Waktu memiliki rahasia, takdir yang menjalankan apapun rahasia yang dimiliki waktu. Namun, terkadang saat keduanya bertengkar, tidak akan ada yang menyangka apa yang akan terjadi. Sama seperti kita, manusia, boleh merencanakan apapun itu, tapi bukan kita yang melaksanakannya. Waktu memberikan sebagian hidupnya untuk terjadi; takdir memberikan sebagian hidupnya juga untuk menjalankannya; lalu Tuhan yang mau atau tidak memberikan restu untuk terjadi.
Ia baru menyadari, bahwa isi bungkusan itu adalah kotak musik klasik yang memiliki tuas sebagai alat pemutarnya, setelah ia membuka pembungkusnya begitu ia sampai kembali di kamarnya.
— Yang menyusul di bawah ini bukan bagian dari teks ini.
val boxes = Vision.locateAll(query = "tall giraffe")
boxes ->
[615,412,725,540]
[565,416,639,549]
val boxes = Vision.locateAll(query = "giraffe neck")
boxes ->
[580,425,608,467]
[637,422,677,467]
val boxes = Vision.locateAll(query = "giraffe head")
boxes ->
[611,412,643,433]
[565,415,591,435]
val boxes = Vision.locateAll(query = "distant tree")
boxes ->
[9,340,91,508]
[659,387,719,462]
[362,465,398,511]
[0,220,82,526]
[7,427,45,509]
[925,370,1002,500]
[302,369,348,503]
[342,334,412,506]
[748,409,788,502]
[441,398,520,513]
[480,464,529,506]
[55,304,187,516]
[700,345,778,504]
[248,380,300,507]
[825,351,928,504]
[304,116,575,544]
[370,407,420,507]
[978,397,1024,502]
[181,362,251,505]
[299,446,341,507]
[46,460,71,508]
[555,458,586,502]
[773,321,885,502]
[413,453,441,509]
Ia mencoba memutar tuas tersebut, lalu berdendanglah sebuah lagu instrumental. Sebuah senyum tipis terulas dibibirnya.
Lembaran kertas itu terlipat dengan apik dan tersimpan dengan baik di dalam laci di nakasnya, setelah ia membacanya. Di tempat yang mudah ia gapai. 
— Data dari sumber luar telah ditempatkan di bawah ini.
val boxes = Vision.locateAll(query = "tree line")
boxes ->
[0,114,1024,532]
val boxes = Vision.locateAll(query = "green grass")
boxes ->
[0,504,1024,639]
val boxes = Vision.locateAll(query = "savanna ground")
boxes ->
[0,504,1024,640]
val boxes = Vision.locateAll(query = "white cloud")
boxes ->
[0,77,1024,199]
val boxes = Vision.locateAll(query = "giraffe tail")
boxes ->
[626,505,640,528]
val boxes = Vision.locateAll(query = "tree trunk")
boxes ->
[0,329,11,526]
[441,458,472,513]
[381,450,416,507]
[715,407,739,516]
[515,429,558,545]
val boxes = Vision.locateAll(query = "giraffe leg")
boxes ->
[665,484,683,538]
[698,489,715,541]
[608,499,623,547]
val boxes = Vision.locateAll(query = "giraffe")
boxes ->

Di denting pertama pun kamu pasti sudah tahu, instrumental apa yang akan aku mainkan untukmu. Memang bukan salah satu dari lagu favoritmu, tapi kamu pasti mengenalnya karena kamu pernah memainkannya, yang kemudian menjadi lagu pengantar tidurku setiap malam. River Flow In You.

Jaga baik-baik tujuanmu, juga kebahagian yang sudah ia berikan seutuhnya, tanpa putus. Mengapa aku berkata begitu? Karena, aku sendiri sudah kehilangan separuhnya, tujuanku. Klise memang dan terasa ngilu saat membacanya tapi bahagiaku ada di kamu. Jika kamu bahagia, maka itu bahagiaku.

Jangan kamu sia-siakan ia sebelum akhirnya hanya penyesalan yang tertinggal. Aku tidak mau, kamu kehilangan keduanya ataupun separuhnya. Aku tahu dan aku bisa mengenal perasaan itu tanpa harus merasakannya, bahwa kamu sudah bahagia dengannya.
Aku percaya, tanpa kupinta pun kamu pasti akan selalu bahagia.
Selamat tinggal.

Kemudian, ia meletakkan kotak musik klasik itu di nakas, di samping tempat tidurnya.